In contrast to community-based research, Black and White children showed similar sleep patterns. However, there were differences by race in referral questions and diagnoses. Findings suggest the need to consider caregiver perceptions and other sociocultural factors that may contribute to differential rates of presentation for sleep services, as well as potential health disparities in this regard.
基于社区的研究表明,与白人学龄前儿童相比,黑人学龄前儿童往往更难按时入睡,并且患阻塞性睡眠呼吸暂停(OSA)的风险更高。本研究通过对一个儿科睡眠诊所的黑人及白人学龄前儿童的临床样本,调查了不同种族间睡眠模式和睡眠问题的差异。
从电子病历中收集了 125 名 2-5 岁(平均年龄 3.37 岁,64.0%为白人,36.0%为黑人;59.2%为男性)在学术医疗中心的儿科睡眠诊所就诊的儿童的数据。社区收入数据基于输入到美国人口普查局的美国事实查找器的邮政编码。
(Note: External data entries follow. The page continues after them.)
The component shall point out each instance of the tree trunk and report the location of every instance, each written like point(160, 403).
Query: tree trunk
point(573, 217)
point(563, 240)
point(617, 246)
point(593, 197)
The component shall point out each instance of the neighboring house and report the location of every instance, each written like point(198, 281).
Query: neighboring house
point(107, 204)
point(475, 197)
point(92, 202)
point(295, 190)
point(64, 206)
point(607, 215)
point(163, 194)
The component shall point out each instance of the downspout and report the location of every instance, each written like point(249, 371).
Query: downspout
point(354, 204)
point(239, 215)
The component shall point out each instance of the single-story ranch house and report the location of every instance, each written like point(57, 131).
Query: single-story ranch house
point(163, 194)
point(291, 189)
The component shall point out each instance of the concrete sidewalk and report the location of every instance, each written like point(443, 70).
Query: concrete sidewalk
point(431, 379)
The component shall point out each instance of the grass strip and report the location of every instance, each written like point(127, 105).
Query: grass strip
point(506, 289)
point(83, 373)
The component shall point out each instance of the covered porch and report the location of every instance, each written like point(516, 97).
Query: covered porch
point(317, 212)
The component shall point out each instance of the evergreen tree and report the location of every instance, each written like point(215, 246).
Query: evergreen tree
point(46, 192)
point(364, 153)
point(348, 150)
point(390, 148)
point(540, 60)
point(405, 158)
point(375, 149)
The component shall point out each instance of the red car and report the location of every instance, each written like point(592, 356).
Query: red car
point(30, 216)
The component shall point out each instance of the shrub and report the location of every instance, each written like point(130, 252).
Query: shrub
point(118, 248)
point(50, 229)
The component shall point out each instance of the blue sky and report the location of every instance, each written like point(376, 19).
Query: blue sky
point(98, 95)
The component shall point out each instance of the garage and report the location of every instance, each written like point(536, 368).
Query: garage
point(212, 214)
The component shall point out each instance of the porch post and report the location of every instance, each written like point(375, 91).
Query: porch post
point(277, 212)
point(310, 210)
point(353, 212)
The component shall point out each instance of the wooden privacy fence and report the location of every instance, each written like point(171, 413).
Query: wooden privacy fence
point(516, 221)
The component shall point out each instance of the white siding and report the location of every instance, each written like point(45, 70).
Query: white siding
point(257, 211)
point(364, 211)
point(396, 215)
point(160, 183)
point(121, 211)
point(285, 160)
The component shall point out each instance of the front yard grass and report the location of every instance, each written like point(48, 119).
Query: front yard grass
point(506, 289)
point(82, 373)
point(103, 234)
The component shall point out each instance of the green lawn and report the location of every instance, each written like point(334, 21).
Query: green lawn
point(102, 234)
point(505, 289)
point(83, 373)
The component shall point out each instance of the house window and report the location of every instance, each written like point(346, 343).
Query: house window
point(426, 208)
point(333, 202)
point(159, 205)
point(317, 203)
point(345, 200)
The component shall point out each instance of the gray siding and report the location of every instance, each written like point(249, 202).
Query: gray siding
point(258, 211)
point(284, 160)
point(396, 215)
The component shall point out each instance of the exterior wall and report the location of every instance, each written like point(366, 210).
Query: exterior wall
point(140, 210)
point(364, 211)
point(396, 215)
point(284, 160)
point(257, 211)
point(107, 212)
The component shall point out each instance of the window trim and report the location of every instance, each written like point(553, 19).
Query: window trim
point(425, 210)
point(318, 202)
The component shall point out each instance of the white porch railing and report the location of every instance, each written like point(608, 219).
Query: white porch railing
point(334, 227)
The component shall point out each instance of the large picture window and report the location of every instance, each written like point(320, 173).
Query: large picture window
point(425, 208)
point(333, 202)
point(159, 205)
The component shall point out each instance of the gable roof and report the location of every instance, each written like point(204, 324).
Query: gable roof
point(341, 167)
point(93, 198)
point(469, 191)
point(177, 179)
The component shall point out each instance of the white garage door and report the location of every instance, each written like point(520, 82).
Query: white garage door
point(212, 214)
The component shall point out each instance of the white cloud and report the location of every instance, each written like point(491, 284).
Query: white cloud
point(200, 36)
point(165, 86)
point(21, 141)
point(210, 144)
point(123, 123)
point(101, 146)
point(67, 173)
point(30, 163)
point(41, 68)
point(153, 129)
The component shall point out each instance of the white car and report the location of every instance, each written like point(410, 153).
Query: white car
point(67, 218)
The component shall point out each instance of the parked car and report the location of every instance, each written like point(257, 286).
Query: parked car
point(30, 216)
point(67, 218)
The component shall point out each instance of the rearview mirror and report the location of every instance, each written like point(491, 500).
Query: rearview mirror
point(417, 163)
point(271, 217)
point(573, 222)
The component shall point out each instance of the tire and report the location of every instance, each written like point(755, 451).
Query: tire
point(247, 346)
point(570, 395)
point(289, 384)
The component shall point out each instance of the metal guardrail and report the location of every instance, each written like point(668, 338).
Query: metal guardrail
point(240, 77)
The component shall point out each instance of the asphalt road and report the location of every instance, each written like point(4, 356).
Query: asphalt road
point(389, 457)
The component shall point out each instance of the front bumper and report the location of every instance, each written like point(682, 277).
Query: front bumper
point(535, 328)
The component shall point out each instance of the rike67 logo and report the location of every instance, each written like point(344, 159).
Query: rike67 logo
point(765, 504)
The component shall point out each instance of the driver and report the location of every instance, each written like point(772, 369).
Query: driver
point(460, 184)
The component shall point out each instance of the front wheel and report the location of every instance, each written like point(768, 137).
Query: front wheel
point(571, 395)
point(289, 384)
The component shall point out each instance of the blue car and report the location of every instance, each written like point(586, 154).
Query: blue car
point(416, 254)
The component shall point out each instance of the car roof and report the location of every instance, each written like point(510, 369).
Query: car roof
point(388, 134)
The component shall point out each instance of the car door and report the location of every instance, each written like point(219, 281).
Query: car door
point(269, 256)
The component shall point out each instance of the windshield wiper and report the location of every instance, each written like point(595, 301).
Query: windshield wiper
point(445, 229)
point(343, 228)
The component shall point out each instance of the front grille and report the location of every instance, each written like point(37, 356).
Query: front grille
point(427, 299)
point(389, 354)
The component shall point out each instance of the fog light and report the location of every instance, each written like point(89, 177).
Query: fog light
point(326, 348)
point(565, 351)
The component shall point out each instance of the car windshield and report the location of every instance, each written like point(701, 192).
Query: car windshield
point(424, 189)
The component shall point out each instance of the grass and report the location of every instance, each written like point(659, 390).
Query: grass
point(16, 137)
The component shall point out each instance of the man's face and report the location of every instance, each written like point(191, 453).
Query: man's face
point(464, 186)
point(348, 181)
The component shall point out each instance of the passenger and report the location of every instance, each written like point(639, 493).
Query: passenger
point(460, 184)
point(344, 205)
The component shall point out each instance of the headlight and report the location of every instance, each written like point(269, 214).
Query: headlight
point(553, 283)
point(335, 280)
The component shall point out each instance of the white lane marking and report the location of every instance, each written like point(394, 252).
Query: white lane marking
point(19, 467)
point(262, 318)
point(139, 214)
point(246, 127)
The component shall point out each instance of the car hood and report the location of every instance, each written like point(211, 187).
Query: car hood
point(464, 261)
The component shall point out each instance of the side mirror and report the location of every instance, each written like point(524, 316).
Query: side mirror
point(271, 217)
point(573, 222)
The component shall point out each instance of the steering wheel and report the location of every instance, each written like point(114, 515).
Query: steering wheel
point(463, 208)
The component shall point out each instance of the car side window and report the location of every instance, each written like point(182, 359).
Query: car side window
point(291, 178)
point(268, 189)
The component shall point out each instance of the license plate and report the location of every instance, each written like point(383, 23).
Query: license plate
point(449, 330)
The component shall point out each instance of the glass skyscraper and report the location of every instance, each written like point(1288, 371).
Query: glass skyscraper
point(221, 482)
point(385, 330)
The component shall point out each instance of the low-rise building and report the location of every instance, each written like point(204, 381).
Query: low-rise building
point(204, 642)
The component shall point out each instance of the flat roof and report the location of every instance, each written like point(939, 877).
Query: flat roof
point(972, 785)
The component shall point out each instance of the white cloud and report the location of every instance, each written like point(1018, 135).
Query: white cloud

与白人患者(20.0%)相比,黑人患者(51.1%)与护理人员同床的可能性显著更高(χ = 12.99, ≤.001)。在就诊时的睡眠模式(起床时间、入睡潜伏期、小睡、夜间觉醒次数或睡眠机会)方面没有其他显著差异。逻辑回归显示,白人患者更有可能出现入睡困难/难以入睡和失眠诊断,而黑人患者更有可能出现与 OSA 相关的问题并被诊断为疑似 OSA,即使在控制了相关社会人口学协变量的情况下也是如此。
与社区研究相反,黑人和白人儿童的睡眠模式相似。然而,在转诊问题和诊断方面存在种族差异。研究结果表明,需要考虑护理人员的看法和其他社会文化因素,这些因素可能会导致对睡眠服务的不同就诊率,以及在这方面存在潜在的健康差异。